The three RIEs that offer trading in commodity derivatives are a primary focus of our interaction with the commodity markets:
- ICE Futures Europe
- LIFFE
- London Metal Exchange (LME)
RIEs are considered front-line regulators of the markets they operate. They have each taken various steps to enhance market oversight since the introduction of the Markets in Financial Instruments Directive (MiFID) in 2007.
Warehousing
The operation of warehouses licensed by RIEs is not a regulated activity. However, we have a formal interest in warehousing because of the role it plays in ensuring that those RIE derivatives contracts that incorporate warehouse arrangements are anchored to the price of the underlying product and have effective settlement arrangements.
RIEs have a contractual relationship with the warehouses and have terms and conditions by which the warehouses must abide.
Multilateral trading facilities
MiFID introduced the regulatory classification of Multilateral Trading Facilities (MTFs), which granted specific permission to investment firms or market operators to facilitate multilateral deals in investments on a trading venue.
This regime closely follows the existing FSA domestic regime for Alternative Trading Systems (ATSs). MTFs are subject to the FCA Handbook provisions for MTFs, which are set out in MAR 5.
Regulating market participants
MiFID firms active in the commodity derivative markets are subject to MiFID in the same way as other investment firms.
The exception is that MiFID firms whose main business consists exclusively of providing investment services or activities in relation to commodity derivatives (and that meet certain other conditions) can be exempted from certain capital requirements under the Capital Requirements Directive. This exemption is due to expire at the end of 2017.
We have bespoke arrangements for supervising specialist firms in the commodity markets, particularly energy market participants (EMPs) and oil market participants (OMPs).

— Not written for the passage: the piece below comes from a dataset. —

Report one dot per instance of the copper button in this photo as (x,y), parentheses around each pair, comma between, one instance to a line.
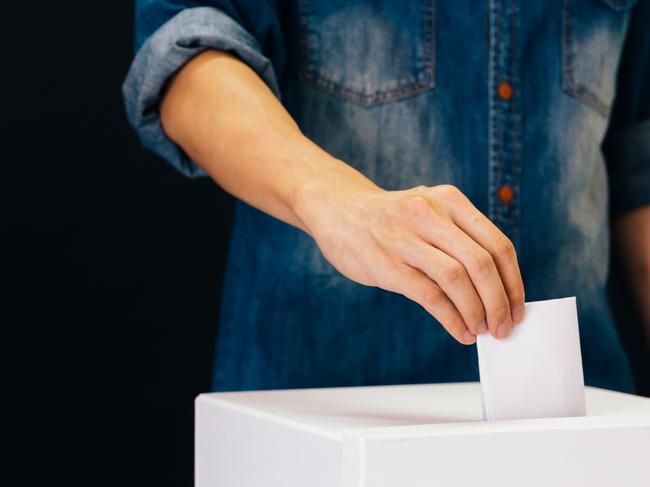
(505,90)
(505,194)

These arrangements are concessions to the full firm supervision regime and focus on the prudential treatment of firms.
Our conduct of business requirements still apply, subject to certain derogations if the firm is not a MiFID firm.
Market abuse
The FSA published its Code of Market Conduct (the Code) in 2001. The scope of the Code was linked to ‘qualifying investments admitted to trading on a prescribed market’, which from the outset included all RIEs, including those which offered trading in commodity derivatives.
Since the implementation of MiFID in 2007, commodities RIEs have been treated as Regulated Markets, which in turn brought them under the scope of the Market Abuse Directive (MAD).
We concluded our first enforcement action in commodities as the FCA in 2013.
We previously took enforcement action as the FSA on several occasions in relation to commodity market behaviour.